The economic development agency hadn't ordered it. Nobody notified her office it would be receiving the equipment.

So she called UPS and shipped the router back to the state Office of Technology in Charleston.

"We didn't need it," Wolfe said of the $22,600 device, which the state purchased with federal stimulus funds. "It's much bigger than anything we need."

Days later, the router showed up again at Region 6's office. State officials had sent it back. They told Wolfe that the regional planning council needed the router -- that the agency must use it.

"It's now in the hallway under a table covered with papers," Wolfe said. "I have a $22,000 router that's collecting dust."

The Region 6 Council's stimulus-funded router isn't the only one collecting dust.

West Virginia has spent more than $450,000 from a $126.3 million federal stimulus grant to purchase routers and lay fiber to 10 of the state's 11 regional planning offices.
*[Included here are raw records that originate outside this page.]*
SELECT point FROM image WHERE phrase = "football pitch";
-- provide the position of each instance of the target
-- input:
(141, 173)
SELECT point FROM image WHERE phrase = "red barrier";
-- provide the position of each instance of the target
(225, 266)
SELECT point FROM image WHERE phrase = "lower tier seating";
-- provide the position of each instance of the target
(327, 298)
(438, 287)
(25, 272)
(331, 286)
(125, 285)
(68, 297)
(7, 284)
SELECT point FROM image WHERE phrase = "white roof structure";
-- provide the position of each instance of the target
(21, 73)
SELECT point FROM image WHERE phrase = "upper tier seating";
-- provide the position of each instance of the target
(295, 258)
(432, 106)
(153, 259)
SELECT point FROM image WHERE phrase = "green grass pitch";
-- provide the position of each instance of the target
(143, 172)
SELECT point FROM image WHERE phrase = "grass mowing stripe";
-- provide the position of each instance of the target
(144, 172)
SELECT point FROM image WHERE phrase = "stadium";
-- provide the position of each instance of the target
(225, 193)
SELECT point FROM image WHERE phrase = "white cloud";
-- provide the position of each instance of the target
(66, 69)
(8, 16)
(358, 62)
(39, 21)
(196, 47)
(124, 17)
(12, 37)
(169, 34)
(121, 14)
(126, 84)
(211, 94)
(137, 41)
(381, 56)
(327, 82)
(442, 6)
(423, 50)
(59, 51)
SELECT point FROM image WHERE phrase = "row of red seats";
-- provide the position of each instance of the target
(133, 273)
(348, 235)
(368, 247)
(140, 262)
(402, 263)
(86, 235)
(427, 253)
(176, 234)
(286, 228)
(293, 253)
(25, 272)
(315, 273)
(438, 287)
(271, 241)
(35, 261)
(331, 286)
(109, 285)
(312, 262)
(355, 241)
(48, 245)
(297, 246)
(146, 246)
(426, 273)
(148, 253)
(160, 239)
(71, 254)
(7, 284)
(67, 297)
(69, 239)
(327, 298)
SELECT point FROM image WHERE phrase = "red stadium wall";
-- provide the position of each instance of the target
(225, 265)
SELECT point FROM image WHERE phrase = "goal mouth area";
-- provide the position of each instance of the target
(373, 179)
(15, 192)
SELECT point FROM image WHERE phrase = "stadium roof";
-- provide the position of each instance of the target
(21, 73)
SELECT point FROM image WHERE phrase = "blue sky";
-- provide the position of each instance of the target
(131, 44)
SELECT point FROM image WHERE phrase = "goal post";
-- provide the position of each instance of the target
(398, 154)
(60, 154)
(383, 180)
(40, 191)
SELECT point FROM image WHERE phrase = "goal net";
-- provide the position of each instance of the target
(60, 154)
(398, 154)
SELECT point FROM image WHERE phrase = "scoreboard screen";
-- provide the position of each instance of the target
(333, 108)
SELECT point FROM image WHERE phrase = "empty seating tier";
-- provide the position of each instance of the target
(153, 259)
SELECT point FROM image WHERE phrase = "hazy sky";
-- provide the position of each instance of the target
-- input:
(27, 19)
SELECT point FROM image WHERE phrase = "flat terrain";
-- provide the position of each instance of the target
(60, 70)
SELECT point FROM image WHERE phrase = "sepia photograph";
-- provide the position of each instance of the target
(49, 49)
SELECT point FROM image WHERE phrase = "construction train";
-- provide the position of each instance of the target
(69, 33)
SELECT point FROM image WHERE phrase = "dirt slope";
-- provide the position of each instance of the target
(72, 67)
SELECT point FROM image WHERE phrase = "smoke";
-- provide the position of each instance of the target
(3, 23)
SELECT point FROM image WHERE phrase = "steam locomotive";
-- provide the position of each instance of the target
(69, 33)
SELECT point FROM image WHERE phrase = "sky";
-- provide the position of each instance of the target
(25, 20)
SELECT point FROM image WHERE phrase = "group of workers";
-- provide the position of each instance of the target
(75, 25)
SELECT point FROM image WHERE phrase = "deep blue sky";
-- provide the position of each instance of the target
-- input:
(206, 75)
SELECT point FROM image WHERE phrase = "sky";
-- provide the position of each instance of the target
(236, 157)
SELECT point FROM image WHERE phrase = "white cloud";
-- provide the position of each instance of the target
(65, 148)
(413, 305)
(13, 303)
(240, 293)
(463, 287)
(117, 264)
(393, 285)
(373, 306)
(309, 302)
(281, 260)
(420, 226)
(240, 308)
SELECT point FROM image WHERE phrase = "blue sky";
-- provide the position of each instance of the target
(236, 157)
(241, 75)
However, not a single regional agency has opted to use the routers or connect to the fiber, according to planning council executives.

"Everybody's got them sitting off to the side," Wolfe said. "We don't know what to do with them. We never asked for them."

 

'It was something we couldn't use'

Nobody from the state asked whether the regional planning councils wanted fiber-optic Internet connections. Nobody picked up the telephone and gave the councils a call, agency officials said.

"It was something we couldn't use," said Jim Hall, executive director of the Region 6 Council in Fairmont. "We didn't want to be responsible for such an expensive piece of equipment."

Nonetheless, the state shipped routers to 10 of West Virginia's 11 planning councils. So far, Frontier has installed high-speed fiber-optic cable to six planning council offices, with plans to run fiber to the remaining four agencies by the end of the year.

The state's website for tracking the federal stimulus project lists the six regional planning councils as "100 percent complete."

"I'm not aware of any councils that are using the fiber," said Jim Mylott, executive director of the West Virginia Association of Regional Planning and Development Councils.

Planning council administrators said their agencies now pay $80 to $100 per month for broadband DSL service. They said the fiber connection could cost twice that -- or more. Additionally, the agencies can't afford to pay someone to install the routers, the administrators said.

The council executives said their existing Internet service works just fine. Most regional planning councils have eight or fewer employees.

"We told [the Office of Technology] we're just a small office," Hall recalled. "This router was too big for our office, so we sent it back."

The Gazette-Mail has reported that the "enterprise-class" routers were designed to serve a minimum of 500 users or Internet connections, up to tens of thousands of users.

"We thought someone else maybe could make better use of it," Hall said. "Maybe a university or some place like that."

At the Region 5 Council office in Parkersburg, two engineers from the Office of Technology stopped by the agency to inspect the unused router and fiber connection earlier this year, said Mylott, who also serves as the agency's director. They left without installing the router.

"We're still waiting for them to hook it up," Mylott said. "This is a major project. I figure we're not at the top of the list."

In 2010, West Virginia was awarded a $126.3 million federal stimulus grant to expand high-speed Internet across the state. The planning councils are among 1,064 public facilities receiving routers and fiber. The state purchased routers for each site - at a total cost of $24 million.

Later this year, the state will start sending technicians to agencies that can't afford to install the routers on their own, said West Virginia homeland security chief Jimmy Gianato, who heads the $126.3 million project.

The state purchased the routers two years ago -- in July 2010.

"A lot of these agencies don't have [information technology] staff," Gianato said last week. "We're going to make sure we get out there to get the routers programmed and everything running. We're going to reach out to help these folks."